## 🧭 From Business Need to Data Model – Decision Flow for Analysts & Engineers

When implementing a new data model, **Business Analysts** and **Data Engineers** need to collaborate closely. To ensure the model supports the business case, it's important to answer a structured set of questions together before stories and tasks could be confirmed and specified in Jira.
In this section **we will go through set of questions** which should be answered. For clarity from **technical perspective please refer to previous sections** where in basic way each technicality is described.
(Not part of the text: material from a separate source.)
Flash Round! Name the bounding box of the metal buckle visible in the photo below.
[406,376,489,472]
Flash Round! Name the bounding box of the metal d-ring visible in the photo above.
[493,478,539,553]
For more clarity on responsibilities and overall flow : https://onetakeda.atlassian.net/wiki/spaces/GMSGQDIME/pages/6366625819/Business+Analysis+Step-by-Step

---

### 📦 1. What are the Data Sources?

| Question | Why It Matters |
|----------|----------------|
| Are we sourcing from **SAP**, **CSV**, **API**, **IoT**, or **External DBs**? | Affects ingestion method, latency, and transformations. |
| Is it **Structured** or **Unstructured** data, does it contain LOBs ?  | Determines complexity of solution. |
| Do we have **GxP/SOX** requirements, specific **data contracts** to follow? | Determines compliance architecture. |
| Do we have **already existing connection**? | Determines effort to add new resource. |

---

### 🔄 2. What Type of Data Refresh is Needed?

| Option | Description |
|--------|-------------|
| **Batch Processing** | Data updates periodically (e.g., daily or hourly). |
| **Streaming / Near Real-Time** | Required for use cases like monitoring, dashboards, alerts. Implemented with DLT + MSK (Kafka) or LakeFlow Connect. |
| **Is Underlying database/source prepared with capacity for providing data?** | Especially in streaming. Event logs should be available to incrementaly load data and Database should handle extra load. |
---

### 🧩 2. What Kind of Data Model is Required?

| Question | Why It Matters |
|---------|----------------|
| Is this a **Star** or **Snowflake** schema? | Affects table structure and performance optimization. |
| Will the model include **dimensions** and **facts**? | Determines normalization and fact-to-dim joins. |
| Does it require **data from other domains or teams**? | Dependency tracking, data availability, responsibility across teams. |

---

### ⚙️ 3. What Is the Load Strategy?

| Question | Why It Matters |
|----------|----------------|
| Do we need to track changes using **SCD Type 1**, **1.5**, or **2**? | Impacts schema design — SCD2 requires historical tracking with versioning or date ranges. |
| Does the source system support **CDC (Change Data Capture)**? | Required to detect changes for incremental loads, especially with SCD2. |
| Are **deletes** tracked or soft-deleted in source? | Important for data retention logic and historical correctness. |

---

### 🧼 4. Does the Data Require Standardization, Quality Checks, or Access Control?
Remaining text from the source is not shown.